Eminent Domain bill provides exemption for Trans-Texas Corridor
San Antonio Express-News
The U.S. Supreme Court couldn't have done anything more to get the attention of Texans this summer when it ruled local governments could condemn private property for use by for-profit economic development projects.
The court's 5-4 ruling in Kelo vs. New London allowed the Connecticut city to condemn 15 waterfront properties for a hotel-condominium commercial development.
It took only weeks for the Texas Legislature to respond with Senate Bill 7, approved during an August special session and aimed at prohibiting Texas governments from doing the same thing to property owners here.
"These projects, often in the name of economic development, should not come at the expense of people's property rights," Gov. Rick Perry said when he signed SB 7 into law.
"I draw the line when government begins to pick winners and losers among competing private interests, and the loser is the poor Texan who owns the land to begin with," Perry added.
At first, it would appear Perry is shooting his favorite project, the Trans Texas Corridor, in the head. The state has a contract with a for-profit Spanish company, Cintra, and its San Antonio-based partner, Zachry Construction Corp., to plan the first leg of the huge statewide toll highway project.

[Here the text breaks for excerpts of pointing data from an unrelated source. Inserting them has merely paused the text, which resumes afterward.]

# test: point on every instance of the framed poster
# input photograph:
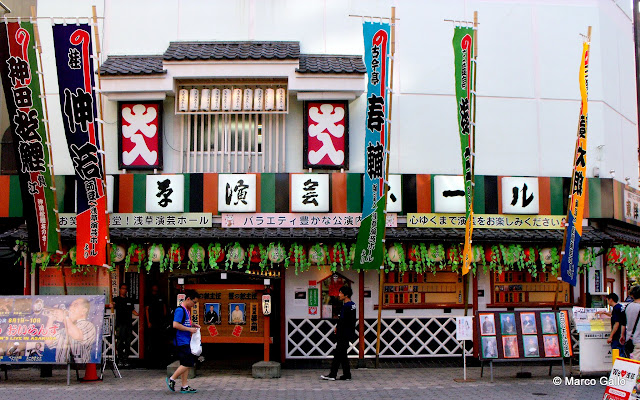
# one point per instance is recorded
(140, 135)
(326, 134)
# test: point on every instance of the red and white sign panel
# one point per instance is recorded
(326, 126)
(140, 135)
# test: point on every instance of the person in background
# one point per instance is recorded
(184, 329)
(156, 313)
(345, 333)
(124, 309)
(618, 320)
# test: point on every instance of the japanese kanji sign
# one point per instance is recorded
(310, 192)
(140, 135)
(369, 246)
(74, 60)
(237, 192)
(520, 195)
(575, 210)
(21, 82)
(298, 220)
(147, 220)
(486, 221)
(165, 193)
(326, 141)
(465, 71)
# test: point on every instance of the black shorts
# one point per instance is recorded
(184, 355)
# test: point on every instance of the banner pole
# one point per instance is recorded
(101, 126)
(386, 178)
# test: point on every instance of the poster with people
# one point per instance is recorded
(51, 329)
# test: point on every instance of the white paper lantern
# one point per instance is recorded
(258, 98)
(205, 99)
(155, 253)
(236, 100)
(281, 100)
(226, 99)
(183, 100)
(196, 255)
(247, 102)
(269, 99)
(215, 99)
(194, 100)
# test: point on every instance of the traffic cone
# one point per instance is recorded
(90, 373)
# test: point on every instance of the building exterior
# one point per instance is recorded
(237, 92)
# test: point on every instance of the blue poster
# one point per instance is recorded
(51, 329)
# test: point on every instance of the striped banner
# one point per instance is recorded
(18, 67)
(74, 60)
(465, 80)
(369, 245)
(573, 231)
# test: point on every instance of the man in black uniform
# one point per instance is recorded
(123, 306)
(156, 313)
(345, 333)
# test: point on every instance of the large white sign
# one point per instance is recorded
(237, 192)
(520, 195)
(309, 192)
(165, 193)
(448, 194)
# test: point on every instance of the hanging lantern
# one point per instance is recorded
(193, 100)
(258, 98)
(215, 99)
(156, 253)
(281, 100)
(247, 101)
(269, 99)
(277, 253)
(196, 254)
(205, 99)
(226, 99)
(183, 100)
(317, 255)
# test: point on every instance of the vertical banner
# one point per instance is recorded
(465, 77)
(18, 67)
(369, 246)
(74, 59)
(575, 210)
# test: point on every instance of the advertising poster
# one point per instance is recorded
(51, 329)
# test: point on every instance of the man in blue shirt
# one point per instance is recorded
(182, 324)
(345, 333)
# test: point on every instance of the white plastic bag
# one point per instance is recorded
(196, 343)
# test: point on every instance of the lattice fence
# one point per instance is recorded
(400, 337)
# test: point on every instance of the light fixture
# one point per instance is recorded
(193, 99)
(205, 99)
(215, 99)
(247, 102)
(183, 100)
(269, 98)
(258, 97)
(280, 99)
(226, 99)
(236, 100)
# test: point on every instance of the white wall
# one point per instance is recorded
(528, 96)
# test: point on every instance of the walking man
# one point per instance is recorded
(182, 324)
(345, 332)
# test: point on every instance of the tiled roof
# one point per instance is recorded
(132, 65)
(179, 51)
(590, 236)
(330, 64)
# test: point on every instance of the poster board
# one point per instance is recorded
(523, 334)
(229, 313)
(32, 329)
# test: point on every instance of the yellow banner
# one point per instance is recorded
(486, 221)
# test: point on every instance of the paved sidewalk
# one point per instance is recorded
(368, 384)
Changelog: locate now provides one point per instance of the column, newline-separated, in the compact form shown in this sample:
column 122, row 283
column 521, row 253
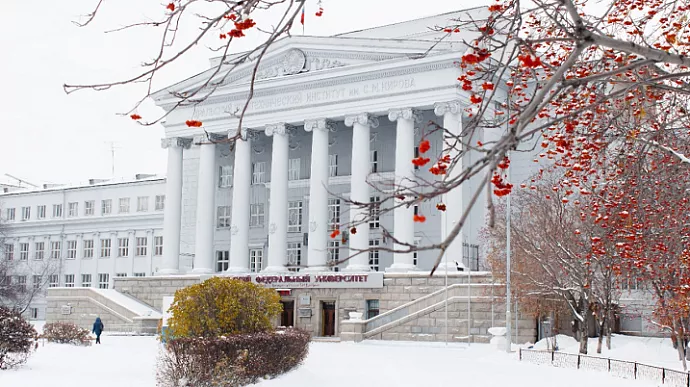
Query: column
column 359, row 188
column 452, row 123
column 403, row 229
column 241, row 186
column 317, row 254
column 172, row 217
column 277, row 210
column 205, row 206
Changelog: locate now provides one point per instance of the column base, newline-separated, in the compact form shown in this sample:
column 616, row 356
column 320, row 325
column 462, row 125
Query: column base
column 317, row 269
column 275, row 269
column 401, row 268
column 357, row 268
column 168, row 272
column 237, row 270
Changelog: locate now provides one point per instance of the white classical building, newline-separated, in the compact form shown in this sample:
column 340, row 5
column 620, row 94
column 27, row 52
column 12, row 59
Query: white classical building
column 81, row 235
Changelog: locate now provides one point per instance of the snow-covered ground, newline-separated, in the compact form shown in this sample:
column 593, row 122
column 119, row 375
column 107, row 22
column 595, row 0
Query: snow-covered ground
column 647, row 350
column 130, row 361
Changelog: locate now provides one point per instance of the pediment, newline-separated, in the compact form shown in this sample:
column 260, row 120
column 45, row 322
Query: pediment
column 299, row 55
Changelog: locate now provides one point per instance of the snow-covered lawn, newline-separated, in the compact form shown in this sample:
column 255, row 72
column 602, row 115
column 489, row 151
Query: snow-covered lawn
column 647, row 350
column 129, row 361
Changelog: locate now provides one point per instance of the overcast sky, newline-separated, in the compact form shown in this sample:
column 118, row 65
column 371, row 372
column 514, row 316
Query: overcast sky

If Cintra and Zachry build and operate the highway, it will be to make money. Isn't that similar to the Kelo vs. New London case?
Not really. For starters, SB 7 protects the Trans Texas Corridor by name. The Texas Department of Transportation will be able to condemn land for the toll road corridors, including scenic easements.
Second, SB 7 preserves all the traditional purposes for eminent domain — airports, railroads, highways, reservoirs, hospitals, parks, schools, drainage projects, utilities and others.
It even allows for sports stadiums, including those privately built for profit, if approved by voters in an election held before Dec. 1.
The stadium issue has been big in Houston. Two stadiums dramatically increased nearby property values, said Matthew Deal, a partner in Houston-based Lewis Realty Advisors, a property appraisal company that has served public and private clients in thousands of Texas eminent domain cases.
Minute Maid Park, home of the Houston Astros, was built on a blighted side of downtown Houston where land values had sunk as low as $10 to $20 per square foot. After the baseball stadium was built, those values rose to more than $100 per square foot, Deal said.
Similarly, land values in the Toyota Center neighborhood were in the $40 range but also increased to more than $100 per square foot after the Houston Rockets' home opened, he said.
Let's consider another case. A city agency wants to condemn the parking lot of a private company so that a nonprofit corporation owned by a church can use it for a senior housing project.
Should the private company's property be subject to an eminent domain sale?
That nearly happened in recent weeks in San Antonio. Tommy Moore, owner of Urban Communications Inc., received a letter from the San Antonio Development Agency, which has eminent domain powers.
The letter said St. Paul Area Development Corp., a nonprofit organization established by St. Paul United Methodist Church, wanted the parking lot at 120 Mesquite St. that is owned by Urban Communications. The lot is adjacent to an office building the company leases, and tenants park there. St. Paul Area Development wanted the parking lot for a senior housing project.
The possible condemnation didn't make sense to Moore. Why take a property worth about $400,000 off the tax rolls, he asked, and give it an untaxed organization?
It turns out that the nonprofit's letter to Moore mentioned the possibility of condemnation because the law requires it. The agency, however, has agreed with Moore to negotiate for the land and not to condemn it, said St. Paul Area Development Executive Director Manuel Macias Jr.
Had the development corporation and the church wanted to press the issue, however, the matter might have ended up in court.
"You could have 10 lawyers in a room, and five would argue for one side in this case and the other five would argue the other way," Deal said.
In other words, eminent domain cases are becoming more complex than ever. Neither Kelo vs. New London nor SB 7 can resolve all the cases that will arise in Texas.
Fortunately, SB 7 also created an interim committee of five state senators and five representatives to study Texas eminent domain uses. The committee will report recommendations to the 2007 session of the Legislature, which could further revise state law.
In the meantime, and probably forever, condemnation cases may be decided as much in the courthouse as in the negotiating room.